Novel Acoustic Technology Accelerates Biomedical Research

Engineers from a University of Bristol spin-out, Impulsonics, have developed a compact technology that manipulates cells without any physical contact—replacing bulky lab equipment with a benchtop device. This innovation could speed up drug discovery and enable personalized medicine screening directly in clinical settings.

Published in Science, the concept was introduced by Dr. Luke Cox, a former University of Bristol student and now CEO of Impulsonics. His study was selected as a prize essay for the Science Prize for Innovation in collaboration with the BioInnovation Institute.

Behind every new drug are thousands of painstaking hours spent growing and testing cells in Petri dishes—a process that remains largely manual and difficult to automate even as we approach 2025. This makes drug development expensive, time-consuming, and prone to inconsistencies that delay critical treatments.

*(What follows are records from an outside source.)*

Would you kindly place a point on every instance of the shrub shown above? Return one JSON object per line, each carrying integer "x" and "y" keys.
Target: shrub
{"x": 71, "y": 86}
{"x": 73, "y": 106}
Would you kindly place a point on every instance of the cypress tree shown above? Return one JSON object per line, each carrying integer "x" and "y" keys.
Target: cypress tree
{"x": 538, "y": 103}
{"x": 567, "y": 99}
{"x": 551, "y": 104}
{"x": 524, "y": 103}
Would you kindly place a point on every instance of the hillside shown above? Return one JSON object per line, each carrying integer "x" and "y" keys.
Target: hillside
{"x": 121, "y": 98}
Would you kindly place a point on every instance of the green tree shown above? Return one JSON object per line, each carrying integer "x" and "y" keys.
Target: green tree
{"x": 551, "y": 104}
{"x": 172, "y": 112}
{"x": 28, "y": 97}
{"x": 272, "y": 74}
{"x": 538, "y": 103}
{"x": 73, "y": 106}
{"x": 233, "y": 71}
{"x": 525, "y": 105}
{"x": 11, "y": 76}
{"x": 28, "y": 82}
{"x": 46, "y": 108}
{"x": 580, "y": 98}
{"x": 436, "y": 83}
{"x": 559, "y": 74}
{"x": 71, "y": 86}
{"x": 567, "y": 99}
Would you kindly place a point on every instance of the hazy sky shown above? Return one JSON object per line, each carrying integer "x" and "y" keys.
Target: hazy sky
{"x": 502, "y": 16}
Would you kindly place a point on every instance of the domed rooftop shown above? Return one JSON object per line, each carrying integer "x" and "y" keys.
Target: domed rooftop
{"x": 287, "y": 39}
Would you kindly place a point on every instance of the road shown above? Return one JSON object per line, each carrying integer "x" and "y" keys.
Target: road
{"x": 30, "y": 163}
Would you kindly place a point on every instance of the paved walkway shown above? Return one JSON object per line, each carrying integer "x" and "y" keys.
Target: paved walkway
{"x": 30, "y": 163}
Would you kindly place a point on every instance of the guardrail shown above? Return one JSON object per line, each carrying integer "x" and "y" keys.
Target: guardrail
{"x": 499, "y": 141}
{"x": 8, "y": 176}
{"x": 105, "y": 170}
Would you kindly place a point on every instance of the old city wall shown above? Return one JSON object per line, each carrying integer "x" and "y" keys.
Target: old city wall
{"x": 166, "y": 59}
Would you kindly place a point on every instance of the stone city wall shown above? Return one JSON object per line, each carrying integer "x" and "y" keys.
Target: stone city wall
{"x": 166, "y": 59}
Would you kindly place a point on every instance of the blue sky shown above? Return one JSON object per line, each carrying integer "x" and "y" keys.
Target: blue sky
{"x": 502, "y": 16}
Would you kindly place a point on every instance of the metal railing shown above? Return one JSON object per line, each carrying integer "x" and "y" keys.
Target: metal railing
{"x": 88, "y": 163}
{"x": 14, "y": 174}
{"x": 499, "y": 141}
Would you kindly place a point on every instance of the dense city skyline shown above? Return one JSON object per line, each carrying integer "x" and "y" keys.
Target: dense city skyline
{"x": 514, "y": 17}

The new Impulsonics device uses acoustic waves to manipulate cells, making them appear as if they’re “dancing.” This contactless approach eliminates the need for multiple large instruments, streamlining cell growth processes and paving the way for faster, more scalable drug screening.

It also opens the door to clinical applications like personalized medicine, where different drugs can be tested to find the most effective treatment for individual patients.

Luke’s journey began with acoustic levitation experiments—suspending small objects, including diamonds, mid-air using sound waves. Witnessing this almost magical effect sparked the realization that acoustic technology could transform how delicate materials, like cells, are handled in biomedical research.

That insight eventually led to the founding of Impulsonics, and the development of a device capable of performing complex tasks—such as cell expansion—using this same principle.

“A huge benefit of this technology is that it allows the process of screening new drugs to be accelerated,” said Dr. Luke Cox. “This means it can help discover new treatments for a wide range of diseases—from cancer to Alzheimer’s.”

The device itself is compact—taking up only half the space of a standard lab bench, compared to older systems that once filled entire rooms. It’s also designed to deliver high-quality data quickly, which is exactly what biomedical research demands.

“This is a real game-changer,”

Professor Bruce Drinkwater, Co-founder of Impulsonics and a faculty member at the University of Bristol.

Looking ahead, the technology has broad potential across the biotech sector.

“I’m excited to expand this unique platform to support faster development across pharma and healthcare—anywhere cells are grown,” Dr. Cox added.